Support Questions

Find answers, ask questions, and share your expertise

sparkR - Error in socketConnection(port = monitorPort)

avatar
Expert Contributor

I have centos 7.1.

On my multinode Hadoop cluster (2.3.4) I have , through Ambari, installed spark 1.5.2. I am trying to connect to sparkR from CLI and after I run sparkR I get the following error:

Error in value[[3L]](cond) : Failed to connect JVM In addition: Warning message: In socketConnection(host = hostname, port = port, server = FALSE, : localhost:9001 cannot be opened

The port (9001) is opened on the namenode (where Im running sparkR) Do you have any ideas what Im doing wrong? Ive seen this link: http://hortonworks.com/hadoop-tutorial/apache-spark-1-5-1-technical-preview-with-hdp-2-3/

and I followed also this link:

http://www.jason-french.com/blog/2013/03/11/installing-r-in-linux/

To install R on all datanodes. I appreicate your contribution.

1 ACCEPTED SOLUTION

avatar
Expert Contributor

@Neeraj Sabharwal, @Artem Ervits

I made it work now!

Ive used Ubuntu 14.04 Trusty, installed manually Spark 1.4.1 and set up sparkR. Now, I dont know if the problem was in centos 7.2, but the installment of R was different than what Ive done earlier and from what it says here:

http://www.jason-french.com/blog/2013/03/11/installing-r-in-linux/

If you guys want, I can try the same on centos 7.2 and report. If you want, I can describe the process of preparing the environment for using sparkR. I will also try on other spark versions. We depend on R because of the research.

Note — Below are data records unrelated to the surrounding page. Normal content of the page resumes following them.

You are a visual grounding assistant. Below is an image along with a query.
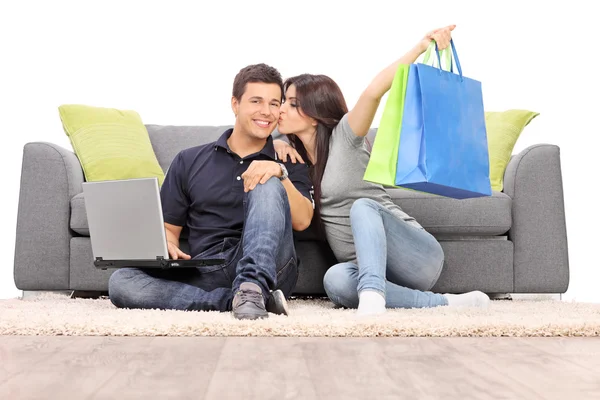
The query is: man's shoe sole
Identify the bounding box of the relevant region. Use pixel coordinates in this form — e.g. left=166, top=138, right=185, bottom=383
left=233, top=313, right=269, bottom=319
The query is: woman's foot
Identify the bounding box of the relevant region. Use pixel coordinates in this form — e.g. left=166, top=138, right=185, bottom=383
left=444, top=290, right=490, bottom=308
left=356, top=290, right=385, bottom=317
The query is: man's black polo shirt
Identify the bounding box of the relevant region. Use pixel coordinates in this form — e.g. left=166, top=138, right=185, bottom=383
left=160, top=129, right=313, bottom=257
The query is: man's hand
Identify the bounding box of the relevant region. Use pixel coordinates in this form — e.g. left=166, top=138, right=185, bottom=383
left=167, top=242, right=192, bottom=260
left=419, top=25, right=456, bottom=53
left=242, top=161, right=281, bottom=192
left=273, top=139, right=304, bottom=164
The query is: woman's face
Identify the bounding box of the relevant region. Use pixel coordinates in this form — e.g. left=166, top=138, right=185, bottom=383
left=277, top=85, right=317, bottom=135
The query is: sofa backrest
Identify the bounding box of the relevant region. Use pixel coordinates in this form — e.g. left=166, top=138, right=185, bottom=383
left=146, top=125, right=377, bottom=173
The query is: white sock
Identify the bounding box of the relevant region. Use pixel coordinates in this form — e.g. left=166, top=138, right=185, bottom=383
left=356, top=289, right=385, bottom=316
left=444, top=290, right=490, bottom=308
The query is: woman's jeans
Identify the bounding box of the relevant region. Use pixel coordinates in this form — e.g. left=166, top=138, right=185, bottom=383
left=323, top=199, right=448, bottom=308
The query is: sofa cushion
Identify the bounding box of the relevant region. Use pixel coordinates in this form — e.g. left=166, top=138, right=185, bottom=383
left=388, top=188, right=512, bottom=236
left=70, top=125, right=512, bottom=240
left=58, top=104, right=164, bottom=185
left=485, top=110, right=539, bottom=191
left=70, top=189, right=512, bottom=240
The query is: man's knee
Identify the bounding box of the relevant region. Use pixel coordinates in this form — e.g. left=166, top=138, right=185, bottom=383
left=108, top=268, right=141, bottom=308
left=248, top=177, right=286, bottom=199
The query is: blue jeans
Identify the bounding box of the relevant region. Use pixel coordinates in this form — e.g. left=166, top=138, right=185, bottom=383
left=108, top=178, right=298, bottom=311
left=323, top=199, right=448, bottom=308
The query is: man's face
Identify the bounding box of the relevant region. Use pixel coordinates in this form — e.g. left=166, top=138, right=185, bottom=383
left=231, top=82, right=281, bottom=140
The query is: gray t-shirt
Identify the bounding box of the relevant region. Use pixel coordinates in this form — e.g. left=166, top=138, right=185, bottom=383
left=321, top=114, right=422, bottom=262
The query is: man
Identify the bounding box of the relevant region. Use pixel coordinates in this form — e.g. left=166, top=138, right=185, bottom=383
left=109, top=64, right=314, bottom=319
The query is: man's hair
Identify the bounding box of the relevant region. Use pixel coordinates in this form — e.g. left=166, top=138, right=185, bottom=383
left=233, top=63, right=283, bottom=100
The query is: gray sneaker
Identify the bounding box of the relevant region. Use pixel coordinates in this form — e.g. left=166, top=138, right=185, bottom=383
left=267, top=289, right=290, bottom=315
left=232, top=282, right=269, bottom=319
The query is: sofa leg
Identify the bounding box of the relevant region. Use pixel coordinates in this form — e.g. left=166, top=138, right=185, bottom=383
left=71, top=290, right=108, bottom=299
left=21, top=290, right=73, bottom=299
left=488, top=293, right=512, bottom=300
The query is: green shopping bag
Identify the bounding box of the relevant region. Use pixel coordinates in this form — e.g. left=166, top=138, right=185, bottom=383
left=363, top=64, right=410, bottom=186
left=363, top=41, right=452, bottom=187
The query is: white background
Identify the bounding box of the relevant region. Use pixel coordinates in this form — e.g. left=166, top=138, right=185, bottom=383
left=0, top=0, right=600, bottom=301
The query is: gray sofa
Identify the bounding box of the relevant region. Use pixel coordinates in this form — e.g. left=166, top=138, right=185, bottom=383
left=14, top=125, right=569, bottom=295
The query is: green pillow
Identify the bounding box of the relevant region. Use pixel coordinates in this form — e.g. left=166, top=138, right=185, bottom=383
left=485, top=110, right=540, bottom=192
left=58, top=104, right=164, bottom=185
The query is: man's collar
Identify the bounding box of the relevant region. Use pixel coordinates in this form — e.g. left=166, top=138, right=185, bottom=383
left=215, top=128, right=277, bottom=161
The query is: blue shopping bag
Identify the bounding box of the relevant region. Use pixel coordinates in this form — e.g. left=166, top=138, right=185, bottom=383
left=395, top=41, right=492, bottom=199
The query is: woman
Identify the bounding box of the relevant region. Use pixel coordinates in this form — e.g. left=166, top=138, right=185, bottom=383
left=275, top=25, right=489, bottom=316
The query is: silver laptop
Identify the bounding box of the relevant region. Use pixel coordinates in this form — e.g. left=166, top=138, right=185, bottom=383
left=83, top=178, right=224, bottom=269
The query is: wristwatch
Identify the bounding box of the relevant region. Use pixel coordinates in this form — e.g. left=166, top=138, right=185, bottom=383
left=279, top=164, right=288, bottom=181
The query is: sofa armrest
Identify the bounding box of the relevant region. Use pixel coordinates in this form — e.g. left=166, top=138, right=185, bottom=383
left=504, top=144, right=569, bottom=293
left=14, top=142, right=84, bottom=290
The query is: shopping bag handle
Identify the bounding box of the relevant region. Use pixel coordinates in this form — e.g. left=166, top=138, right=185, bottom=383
left=435, top=39, right=463, bottom=81
left=423, top=40, right=454, bottom=72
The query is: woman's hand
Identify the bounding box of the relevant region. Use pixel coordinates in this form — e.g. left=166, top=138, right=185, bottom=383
left=273, top=139, right=304, bottom=164
left=419, top=25, right=456, bottom=53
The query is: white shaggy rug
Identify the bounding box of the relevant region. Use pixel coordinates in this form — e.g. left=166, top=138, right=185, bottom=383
left=0, top=294, right=600, bottom=337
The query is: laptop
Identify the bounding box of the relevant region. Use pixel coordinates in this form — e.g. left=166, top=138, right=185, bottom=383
left=83, top=178, right=225, bottom=270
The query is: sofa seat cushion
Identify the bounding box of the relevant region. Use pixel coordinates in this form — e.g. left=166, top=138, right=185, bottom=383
left=69, top=193, right=90, bottom=236
left=387, top=188, right=512, bottom=236
left=70, top=189, right=512, bottom=240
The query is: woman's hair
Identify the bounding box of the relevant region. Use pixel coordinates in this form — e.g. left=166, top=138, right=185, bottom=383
left=283, top=74, right=348, bottom=238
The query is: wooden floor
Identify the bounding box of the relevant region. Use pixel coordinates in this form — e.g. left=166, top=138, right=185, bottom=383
left=0, top=336, right=600, bottom=400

Let me know if there is interest.

View solution in original post

33 REPLIES 33

avatar
Expert Contributor

@Neeraj Sabharwal

hmmm..

So this is the part where the show ends for me:

Launching java with spark-submit command /usr/hdp/2.3.4.0-3485/spark/bin/spark-submit "sparkr-shell" /tmp/Rtmp69Q264/backend_portae4c24444ac20

So now I checked if spark-submit works by running the following example:

cd $SPARK_HOME

sudo -u spark ./bin/spark-submit --class org.apache.spark.examples.SparkPi--master yarn-client --num-executors 3--driver-memory 512m--executor-memory 512m--executor-cores 1 lib/spark-examples*.jar 10

And the result is

Lots of these:

INFO Client: Application report for application_1455610402042_0021 (state: ACCEPTED)

Then:

SparkException: Yarn application has already ended! It might have been killed or unable to launch application master.

In the file, the whole error can be found

spark-submit-error.txt

Am I missing something in Spark setup?

avatar
Master Mentor

avatar
Expert Contributor

@Neeraj Sabharwal

I ran the same spark-submit command with ONE difference:

--master was yarn-cluster

I came to the status FINISHED:

INFO Client: Application report for application_1455610402042_0022 (state: FINISHED)

and it ended up with this:

Exception in thread "main" org.apache.spark.SparkException: Application application_1455610402042_0022 finished with failed status at org.apache.spark.deploy.yarn.Client.run(Client.scala:974) at org.apache.spark.deploy.yarn.Client$.main(Client.scala:1020) at org.apache.spark.deploy.yarn.Client.main(Client.scala) at sun.reflect.NativeMethodAccessorImpl.invoke0(Native Method) at sun.reflect.NativeMethodAccessorImpl.invoke(NativeMethodAccessorImpl.java:62) at sun.reflect.DelegatingMethodAccessorImpl.invoke(DelegatingMethodAccessorImpl.java:43) at java.lang.reflect.Method.invoke(Method.java:497)

...

16/02/16 18:15:58 INFO ShutdownHookManager: Shutdown hook called 16/02/16 18:15:58 INFO ShutdownHookManager: Deleting directory /tmp/spark-3ba9f87c-18c2-4d0d-b360-49fa10408631

avatar
Master Mentor

@marko yarn log -applicationid application_1455610402042_0021

Output of the above command? I hope its not failing because of memory

avatar
Expert Contributor

@Neeraj Sabharwal

Ive ran the command you recommended and Im getting an error saying

Error: Could not find or load main class log

I have setup another cluster - namenode + 3 datanodes using ambari. Ive followed this link:

http://hortonworks.com/hadoop-tutorial/apache-spark-1-6-technical-preview-with-hdp-2-3/

I installed R on all the nodes.

All examples worked until I came to the sparkR:

Launching java with spark-submit command /usr/hdp/2.3.4.0-3485/spark/bin/spark-submit "sparkr-shell" /tmp/Rtmphs2DlM/backend_port3b7b4c9a912b 16/02/17 09:37:36 WARN SparkConf: The configuration key 'spark.yarn.applicationMaster.waitTries' has been deprecated as of Spark 1.3 and and may be removed in the future. Please use the new key 'spark.yarn.am.waitTime' instead.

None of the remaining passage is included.